3 Jack Jill a married couple filing jointly have a projecte
3. Jack & Jill, a married couple filing jointly, have a projected 2017 taxable income of $300,000. Their neighbor Bob & Betty, also a married couple filing jointly, have a projected 2017 taxable income of $ 66,000. James, a friend to both couples works for a brokerage company specializing in bonds. He asks both couples to consider investing $ 100,000 in either of the following bonds: A municipal bond that pays tax free interest income. 10 year bond paying 6% interest per year, or An AT&T; bond that pays taxable interest income. 10 year bond paying 8% interest per year. Assume each bond has identical risk and other features. A. Which bond would you recommend to Jack & Jill? Why? B. Which bond would you recommend to Bob & Betty?
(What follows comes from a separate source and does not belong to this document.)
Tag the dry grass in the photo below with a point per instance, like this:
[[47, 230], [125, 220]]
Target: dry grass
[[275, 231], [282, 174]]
Why.
Solution
Solution A:
Projected taxable income of Jack and Jill = $300,000
As per fedreal tax rate, jack & jill will fall in tax slab of 33%
Therefore if they invest AT&T Bond there after tax return will be = 8% (1-0.33) = 5.36%
If they invest in tax free muncipal bonds there return will be = 6%
Hence Jack and Jill should go for tax free Muncipal bonds.
Solution A:
Projected taxable income of Bob & Betty = $66,000
As per fedreal tax rate, Bob & Betty will fall in tax slab of 15%
Therefore if they invest AT&T Bond there after tax return will be = 8% (1-0.15) = 6.80%
If they invest in tax free muncipal bonds there return will be = 6%
Hence Bob & Betty should go for taxable AT&T Bonds.